Percayalah. Langkah generasi setiap anak muda akan menjadi pendobrak bangsa ini jika dilakukan bersama-sama. Tidak hanya teknologi dan kemajuan, tapi generasi muda membutuhkan pemahaman mendalam mengenai bangsanya. Generasi kita sejak awal telah merdeka. Akan tetapi bangsa ini perlahan akan dikuasai asing karena ketidakpahaman generasi muda terhadap bangsanya sendiri.

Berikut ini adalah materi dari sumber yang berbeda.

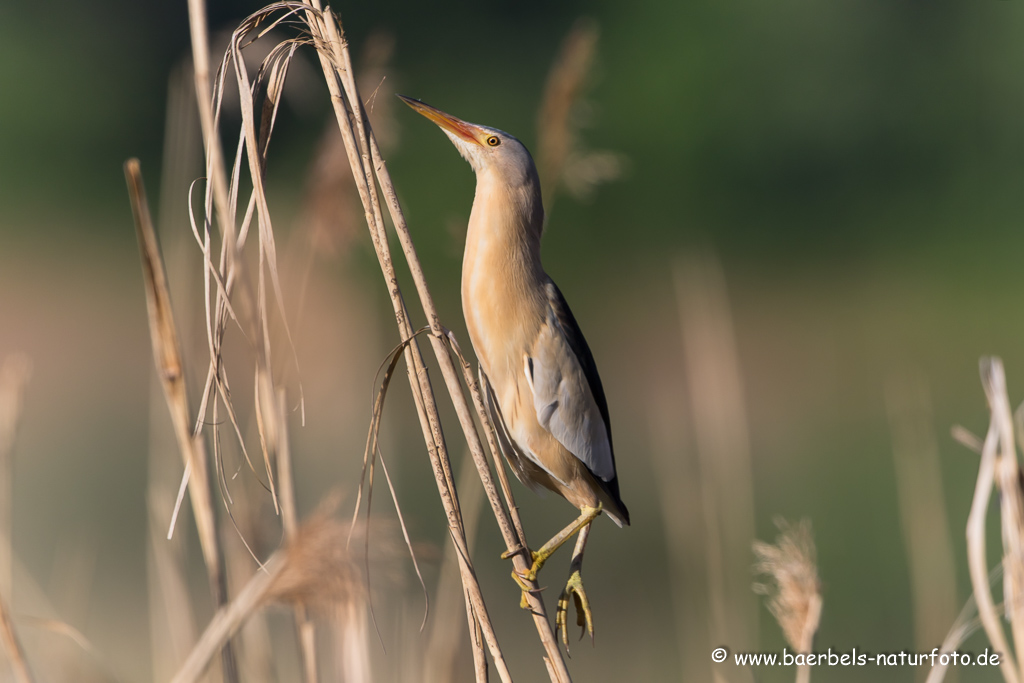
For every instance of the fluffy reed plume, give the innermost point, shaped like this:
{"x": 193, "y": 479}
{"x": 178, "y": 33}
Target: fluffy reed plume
{"x": 562, "y": 159}
{"x": 794, "y": 590}
{"x": 313, "y": 568}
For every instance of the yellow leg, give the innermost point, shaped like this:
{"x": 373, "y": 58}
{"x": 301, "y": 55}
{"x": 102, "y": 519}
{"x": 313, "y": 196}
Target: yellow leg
{"x": 574, "y": 588}
{"x": 541, "y": 556}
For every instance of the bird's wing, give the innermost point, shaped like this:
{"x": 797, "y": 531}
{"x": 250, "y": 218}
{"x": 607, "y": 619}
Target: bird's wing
{"x": 567, "y": 392}
{"x": 513, "y": 456}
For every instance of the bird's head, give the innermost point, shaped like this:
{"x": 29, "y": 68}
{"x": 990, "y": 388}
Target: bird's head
{"x": 487, "y": 150}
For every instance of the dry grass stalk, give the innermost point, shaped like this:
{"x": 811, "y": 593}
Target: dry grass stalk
{"x": 445, "y": 630}
{"x": 337, "y": 66}
{"x": 997, "y": 450}
{"x": 794, "y": 594}
{"x": 965, "y": 626}
{"x": 290, "y": 521}
{"x": 166, "y": 350}
{"x": 719, "y": 420}
{"x": 368, "y": 168}
{"x": 678, "y": 477}
{"x": 12, "y": 646}
{"x": 14, "y": 375}
{"x": 923, "y": 509}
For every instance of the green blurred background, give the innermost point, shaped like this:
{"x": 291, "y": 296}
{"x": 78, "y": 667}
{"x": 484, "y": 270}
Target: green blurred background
{"x": 855, "y": 166}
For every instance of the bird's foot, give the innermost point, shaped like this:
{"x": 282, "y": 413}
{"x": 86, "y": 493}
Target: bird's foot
{"x": 527, "y": 580}
{"x": 585, "y": 619}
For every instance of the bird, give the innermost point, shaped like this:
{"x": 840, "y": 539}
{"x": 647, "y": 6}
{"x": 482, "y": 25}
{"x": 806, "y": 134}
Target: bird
{"x": 539, "y": 378}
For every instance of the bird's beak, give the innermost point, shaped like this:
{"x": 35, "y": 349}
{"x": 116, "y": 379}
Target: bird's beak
{"x": 448, "y": 122}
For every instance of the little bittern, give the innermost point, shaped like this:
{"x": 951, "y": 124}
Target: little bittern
{"x": 542, "y": 388}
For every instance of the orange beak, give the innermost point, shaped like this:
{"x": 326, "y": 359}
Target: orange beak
{"x": 445, "y": 121}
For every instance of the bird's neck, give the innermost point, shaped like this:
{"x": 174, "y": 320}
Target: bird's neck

Terkadang hal ini tidak luput dari kurangnya literasi mengenai budaya bangsa sendiri. budaya masih saja diartikan pada sesuatu yang kuno, mengkikuti tradisi upacara, dan lainnya. Padahal budaya tidak sekecil itu.Perilaku, sikap, dan adab dan semua tata aturan yang mengikat masyarakat juga merupakan bagian terpenting dalam berbudaya yang sudah hampir terlihat pudar di zaman sekarang.
Akhirnya , segala sesuatu yang terbebaskan oleh kesulitan dizaman dulu, termasuk masyarakat dan perubahnnya, mengharapkan generasi muda dapat membawa perubahan pada bangsa menjadi lebih baik. Akan tetapi, tolak ukur baik itulah yang harus dibenahi penggerak kekuasaan atau pun generasi muda dalam menjalankan perannya. Karena perubahan dan peradaban besar bukan hanya tentang kemajuan teknologi atau pun bangunan-bangunan megah secara fisik, akan tetapi tentang membangun manusianya, dengan komunikasi, aturan, nilai serta adab. Ini adalah tantangan terbesar generasi muda dalam membawa perubahan dengan kebudayaan bangsa yang besar.